Today’s training was my 4 mile route early.  I have to switch around my training schedule a little bit this weekend, which drives me nuts as the crazy person I am, but alas- switch I must.  My long run will be Monday- I’m so ready for you 15 miles….and now I’m ready for a swim!

How about dinner tonight in the ocean?  I bet there are some nice restaurants the mermaids go to!


Well, maybe not, but I’m telling you- seaweed is kind of tasty!  And good for you!  I know, you might think I sound crazy.  Maybe I secretly think that in eating it I will grow red hair and a killer bikini body and a mermaid fin…hey, a girl can dream!

Kelp.  It grows in “forests” in the ocean waters!  Have I lost you yet?  Are you totally grossed out?  Well, have you ever eaten a hot dog?  Do you know what they put in hot dogs?! 

Kelp is a staple in Asian diets and is rich in all the yummy sea minerals.  “…The human body and the ocean waters in which kelp grows share in common 56 nutrients, several of which are no longer available in the terrestrial soil in which most plant-based foods are grown.”  Kelp is a good source of protein, amino acids, enzymes, beta-carotene, chlorophyll (which is similar to our blood and can aide in blood cell production) and dietary fiber.  It’s best known as a source of iodine (good for our thyroid) and calcium.  Health benefits shown: liver protecting properties, a weapon against diabetes, and a cholesterol reducer.

Kelp, as many seaweeds, tastes very salty- so don’t go crazy on this stuff (which I’m sure we don’t have to worry about).  Too much iodine can cause hyperthyroidism.  However, making it part of your diet can help with hypothyroidismI like it for running because of the protein and salt after a long sweaty run;)

I tried this for the first time because a guest speaker at my work brought it in.  She travels the world and tries everything.  I was super skeptical- seaweed, reallyBut I tasted it and was pleasantly surprised. I have bought it from Wegmans a few times since and eat it dried and plain- cooked, it reminds me of kale a bit.  There are kelp noodles I’ve seen, which probably make it a little easier to swallow. 

Go ahead, try something new this week- why not?! Like this raw kelp salad:

Japanese Cucumber Kelp Salad

1 cucumbers, sliced thin
1/2 cup chopped kelp
1 tablespoon rice vinegar
1/2 tablespoon toasted sesame oil
1/2 tablespoon coconut sugar
1 teaspoon sesame seeds (optional)
1 scallion, chopped fine

Kelp will expand about 5 times its weight.
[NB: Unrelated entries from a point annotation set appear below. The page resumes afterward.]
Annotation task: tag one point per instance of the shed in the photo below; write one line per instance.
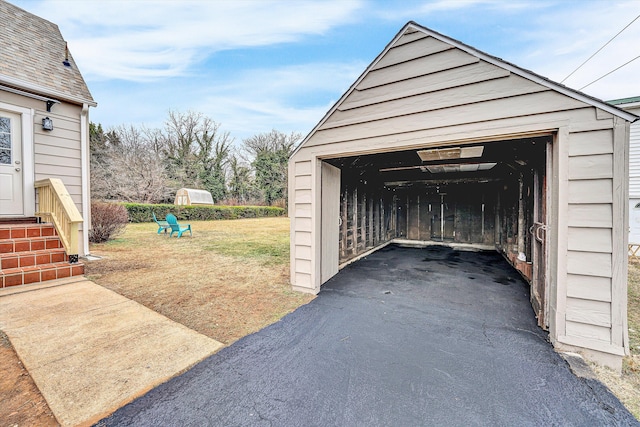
(632, 105)
(438, 142)
(191, 196)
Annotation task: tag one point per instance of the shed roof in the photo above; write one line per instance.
(32, 55)
(412, 27)
(624, 101)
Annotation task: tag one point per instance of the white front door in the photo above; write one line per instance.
(11, 165)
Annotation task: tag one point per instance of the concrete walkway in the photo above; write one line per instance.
(405, 337)
(90, 350)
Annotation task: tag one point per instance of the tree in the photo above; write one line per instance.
(240, 185)
(271, 153)
(196, 152)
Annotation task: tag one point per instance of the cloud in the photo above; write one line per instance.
(555, 44)
(146, 40)
(290, 98)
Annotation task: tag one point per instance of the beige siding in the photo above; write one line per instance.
(634, 159)
(462, 76)
(589, 287)
(302, 267)
(525, 105)
(57, 153)
(590, 235)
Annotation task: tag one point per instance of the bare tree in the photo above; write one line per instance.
(271, 153)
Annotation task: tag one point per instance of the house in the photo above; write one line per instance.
(44, 141)
(438, 142)
(632, 105)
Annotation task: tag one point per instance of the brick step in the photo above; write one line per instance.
(19, 220)
(28, 245)
(23, 231)
(29, 258)
(39, 273)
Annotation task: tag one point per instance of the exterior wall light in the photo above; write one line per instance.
(47, 124)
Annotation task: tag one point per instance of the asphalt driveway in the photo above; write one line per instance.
(405, 337)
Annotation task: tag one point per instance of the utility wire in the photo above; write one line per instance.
(600, 78)
(597, 51)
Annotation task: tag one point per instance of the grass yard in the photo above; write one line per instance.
(627, 386)
(229, 280)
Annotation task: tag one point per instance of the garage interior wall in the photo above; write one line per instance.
(553, 165)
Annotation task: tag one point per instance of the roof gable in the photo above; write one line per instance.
(405, 69)
(32, 57)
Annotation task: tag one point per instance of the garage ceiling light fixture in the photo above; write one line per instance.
(450, 153)
(451, 168)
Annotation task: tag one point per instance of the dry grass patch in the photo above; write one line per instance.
(229, 280)
(627, 385)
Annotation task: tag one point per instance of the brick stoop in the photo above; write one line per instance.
(31, 253)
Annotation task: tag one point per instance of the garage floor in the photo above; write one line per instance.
(407, 336)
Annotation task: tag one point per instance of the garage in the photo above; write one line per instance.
(437, 143)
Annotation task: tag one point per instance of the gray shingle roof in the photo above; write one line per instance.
(32, 54)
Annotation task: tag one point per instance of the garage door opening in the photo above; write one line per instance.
(490, 195)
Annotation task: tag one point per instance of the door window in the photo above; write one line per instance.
(5, 141)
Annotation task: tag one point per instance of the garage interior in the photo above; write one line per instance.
(489, 195)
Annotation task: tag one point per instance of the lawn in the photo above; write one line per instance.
(229, 280)
(627, 386)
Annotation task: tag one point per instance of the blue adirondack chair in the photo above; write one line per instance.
(177, 228)
(162, 225)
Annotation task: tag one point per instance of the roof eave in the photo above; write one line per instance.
(485, 57)
(42, 90)
(537, 78)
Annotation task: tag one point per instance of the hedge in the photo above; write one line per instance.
(143, 212)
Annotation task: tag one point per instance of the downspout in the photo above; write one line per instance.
(84, 153)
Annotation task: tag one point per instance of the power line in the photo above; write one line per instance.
(603, 46)
(600, 78)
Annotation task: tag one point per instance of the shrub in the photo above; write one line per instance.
(107, 220)
(139, 212)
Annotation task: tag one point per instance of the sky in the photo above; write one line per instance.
(257, 65)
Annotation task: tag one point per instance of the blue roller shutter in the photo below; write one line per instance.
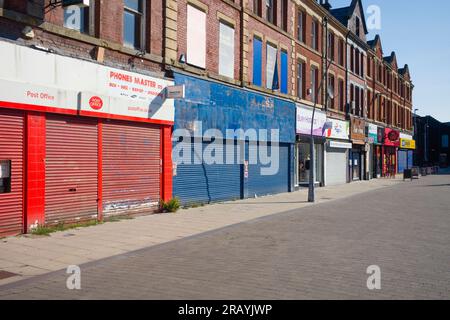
(261, 185)
(402, 160)
(205, 183)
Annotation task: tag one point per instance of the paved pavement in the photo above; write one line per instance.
(316, 252)
(30, 256)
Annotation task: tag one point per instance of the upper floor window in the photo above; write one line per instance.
(226, 50)
(314, 84)
(271, 11)
(77, 18)
(133, 23)
(358, 27)
(341, 95)
(257, 61)
(284, 14)
(257, 7)
(331, 85)
(301, 26)
(331, 46)
(362, 65)
(196, 37)
(341, 52)
(357, 61)
(300, 79)
(315, 35)
(271, 70)
(352, 59)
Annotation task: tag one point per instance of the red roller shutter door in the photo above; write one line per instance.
(71, 169)
(131, 167)
(11, 149)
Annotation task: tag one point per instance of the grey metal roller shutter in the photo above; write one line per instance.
(336, 171)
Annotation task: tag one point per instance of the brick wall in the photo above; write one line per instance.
(216, 10)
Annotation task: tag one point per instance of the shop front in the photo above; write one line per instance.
(304, 166)
(378, 153)
(79, 141)
(405, 152)
(357, 157)
(337, 151)
(372, 141)
(230, 143)
(390, 147)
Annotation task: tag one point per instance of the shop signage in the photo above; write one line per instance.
(46, 80)
(304, 116)
(407, 144)
(372, 133)
(380, 135)
(339, 129)
(391, 137)
(406, 136)
(5, 169)
(339, 145)
(358, 129)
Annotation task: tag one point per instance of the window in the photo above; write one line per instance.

It’s best if you cut into manageable 4 to 6 inch sections with scissors. Rinse it really well and let soak overnight or 8-10 hours. Rinse again before adding it to the salad.

Place cucumber, seaweed (chopped into matchstick or square pieces), vinegar, oil, and coconut sugar in a bowl and mix well. Let marinate for about 20 min. Top with sesame seeds and scallion.
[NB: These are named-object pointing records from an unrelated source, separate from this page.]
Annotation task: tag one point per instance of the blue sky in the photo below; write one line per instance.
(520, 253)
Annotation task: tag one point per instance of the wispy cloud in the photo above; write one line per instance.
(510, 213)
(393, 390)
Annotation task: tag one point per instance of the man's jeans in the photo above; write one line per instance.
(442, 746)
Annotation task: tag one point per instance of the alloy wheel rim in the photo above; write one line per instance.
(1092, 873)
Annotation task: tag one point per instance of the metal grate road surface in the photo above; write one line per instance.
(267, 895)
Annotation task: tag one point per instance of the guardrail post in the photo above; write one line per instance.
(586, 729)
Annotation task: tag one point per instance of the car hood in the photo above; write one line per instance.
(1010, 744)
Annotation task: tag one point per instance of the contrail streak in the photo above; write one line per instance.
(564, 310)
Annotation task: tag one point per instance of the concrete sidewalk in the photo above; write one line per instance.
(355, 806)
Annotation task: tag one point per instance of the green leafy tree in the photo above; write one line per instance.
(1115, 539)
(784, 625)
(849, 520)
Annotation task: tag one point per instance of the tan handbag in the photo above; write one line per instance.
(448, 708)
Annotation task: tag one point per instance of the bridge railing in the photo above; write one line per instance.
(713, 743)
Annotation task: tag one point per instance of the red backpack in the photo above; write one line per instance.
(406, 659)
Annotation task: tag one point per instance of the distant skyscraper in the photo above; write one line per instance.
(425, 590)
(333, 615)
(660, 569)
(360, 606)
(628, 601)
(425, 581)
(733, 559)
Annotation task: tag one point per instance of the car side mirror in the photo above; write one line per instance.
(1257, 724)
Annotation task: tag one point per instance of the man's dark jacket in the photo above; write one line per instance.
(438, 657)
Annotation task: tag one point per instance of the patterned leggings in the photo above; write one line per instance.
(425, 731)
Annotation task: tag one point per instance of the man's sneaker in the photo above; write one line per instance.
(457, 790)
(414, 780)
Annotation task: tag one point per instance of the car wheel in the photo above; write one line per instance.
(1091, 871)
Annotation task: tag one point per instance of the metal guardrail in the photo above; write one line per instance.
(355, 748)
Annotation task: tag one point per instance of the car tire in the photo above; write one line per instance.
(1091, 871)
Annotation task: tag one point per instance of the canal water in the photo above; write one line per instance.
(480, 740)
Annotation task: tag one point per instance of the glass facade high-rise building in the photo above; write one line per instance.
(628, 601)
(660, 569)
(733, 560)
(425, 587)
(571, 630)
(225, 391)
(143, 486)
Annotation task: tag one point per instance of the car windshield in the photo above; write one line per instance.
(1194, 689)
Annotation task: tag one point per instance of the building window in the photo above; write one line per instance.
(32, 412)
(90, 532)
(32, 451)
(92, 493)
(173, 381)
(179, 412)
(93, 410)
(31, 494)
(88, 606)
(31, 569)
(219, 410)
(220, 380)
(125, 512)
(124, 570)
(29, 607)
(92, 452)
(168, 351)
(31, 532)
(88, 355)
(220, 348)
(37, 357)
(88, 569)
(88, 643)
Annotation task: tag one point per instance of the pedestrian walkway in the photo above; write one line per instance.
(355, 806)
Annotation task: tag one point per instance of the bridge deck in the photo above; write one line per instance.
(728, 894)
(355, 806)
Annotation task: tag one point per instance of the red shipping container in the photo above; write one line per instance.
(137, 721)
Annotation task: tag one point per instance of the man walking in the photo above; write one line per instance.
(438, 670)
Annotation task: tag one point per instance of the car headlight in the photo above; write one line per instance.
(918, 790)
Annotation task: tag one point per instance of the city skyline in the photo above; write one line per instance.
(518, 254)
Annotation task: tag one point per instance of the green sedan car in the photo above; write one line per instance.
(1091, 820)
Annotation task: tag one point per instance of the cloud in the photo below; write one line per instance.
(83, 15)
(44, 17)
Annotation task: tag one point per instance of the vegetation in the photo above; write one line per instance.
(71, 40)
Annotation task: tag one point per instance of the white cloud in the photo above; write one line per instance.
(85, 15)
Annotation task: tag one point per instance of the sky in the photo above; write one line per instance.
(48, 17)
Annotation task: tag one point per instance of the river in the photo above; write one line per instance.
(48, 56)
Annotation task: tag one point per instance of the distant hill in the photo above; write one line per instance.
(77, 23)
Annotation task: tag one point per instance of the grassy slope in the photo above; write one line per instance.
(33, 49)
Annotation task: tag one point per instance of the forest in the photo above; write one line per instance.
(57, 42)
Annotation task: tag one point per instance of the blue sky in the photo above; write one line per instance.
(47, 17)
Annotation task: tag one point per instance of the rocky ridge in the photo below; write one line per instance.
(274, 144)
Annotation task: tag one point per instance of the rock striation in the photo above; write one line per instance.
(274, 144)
or (if the thought of eating it weirds you out, you can omit the kelp in the finished product of this soup and  the nutrients remain in the stock!)

Winter Squash Kelp Soup

One 5″–6″ piece of kelp
1 medium onion, chopped
1 medium winter squash, cubed (about 1 quart)
1/3 cup parsley, chopped
Miso to taste

1. Lightly rinse kelp; check for tiny shells.

2. In a soup pot, cover kelp with water and simmer for 10 minutes.

3. Remove and cut the kelp into small pieces.

4. Return to the pot with the onion and squash; add water to cover.

5. Simmer for 20–30 minutes until squash is soft, or pressure cook for 5–10 minutes.

6. Purée miso with broth; add to pot. Garnish with parsley.